For those complaining that today's worship music has become more formulaic and less intimate, there's something duly fresh and vulnerable about Achor by Josh White. First known as the front man in Telecast—a group he says "did the Brit rock sound" while touring with Jeremy Camp and The David Crowder Band—White now pastors Door of Hope in the hippies-meet-hipsters Hawthorne District of Portland, Oregon.

In fact, Achor consists of substantive folkie songs the congregation sings along with each week, a mix of White's thoughtfully transparent originals and creative public domain reinterpretations that dabble in styles ranging from unplugged rockabilly to bluegrass. Both quiet-minded album and openhearted church are named after a passage from Hosea 2:15 where Achor—called the valley of trouble— is restored by God into a door of hope. In theme and execution, it all works together beautifully here, offering an off-the-radar record that is worthy of landing on year-end favorite lists.

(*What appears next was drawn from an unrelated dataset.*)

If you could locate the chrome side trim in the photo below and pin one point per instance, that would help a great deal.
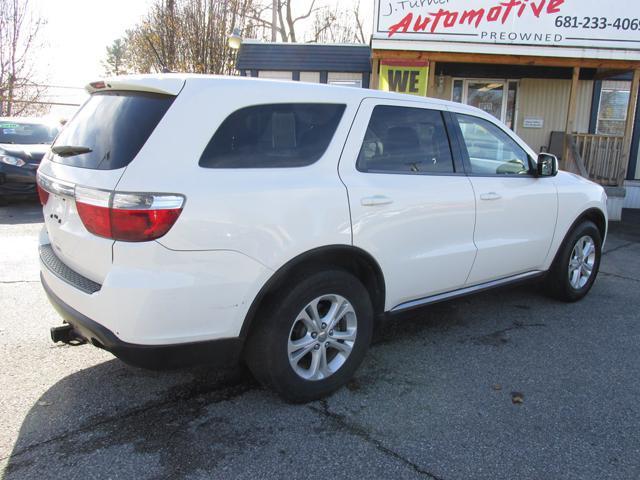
(466, 291)
(56, 187)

Achor starts with "He Who Feeds the Ravens," one of four meditative tunes where the words from another's historic spiritual writings (William Cowper in this case) are paired with new acoustic music. In every instance, the early 1970s, semi-Jesus Movement flavor escapes cliché thanks to the sincerity of Josh's rich, pleasing voice and some cool but not flashy production. There's the bottleneck slide guitar on "Ravens," sweet he-she harmonies on "I Love My God" (Madame Guyon), strings on the epic "Our God Is Present" (Oliver Holden), and a strong beat hiding beneath flute and oboe on the ethereal "Be Mine This Better Part" (Charles Wesley). Fans of Switchfoot singer Jon Foreman's solo EPs will dig the vibe and blend of instrumentation.

The mellow subsides on "Holy Ghost Revival," a fun call to praise that plays like a swampy blues outtake from Bob Dylan's Love and Theft. Likewise, "Let Me See Your Hands" stomps along memorably with harmonica, banjo, and Wurlitzer organ. It also illustrates the power of White's own lyrics: Jesus, let me see your hands. I wanna see the holes where you felt your father's plans. He's equally compelling on "You Amaze Me" (I can't seem to calculate all the patience it must take to love me) and the sublimely uplifting "To Burn in You" (O Lord, I am like the moon. Without the sun I hang in darkness too). But there's no real darkness here, only a bright spot on the new worship music horizon.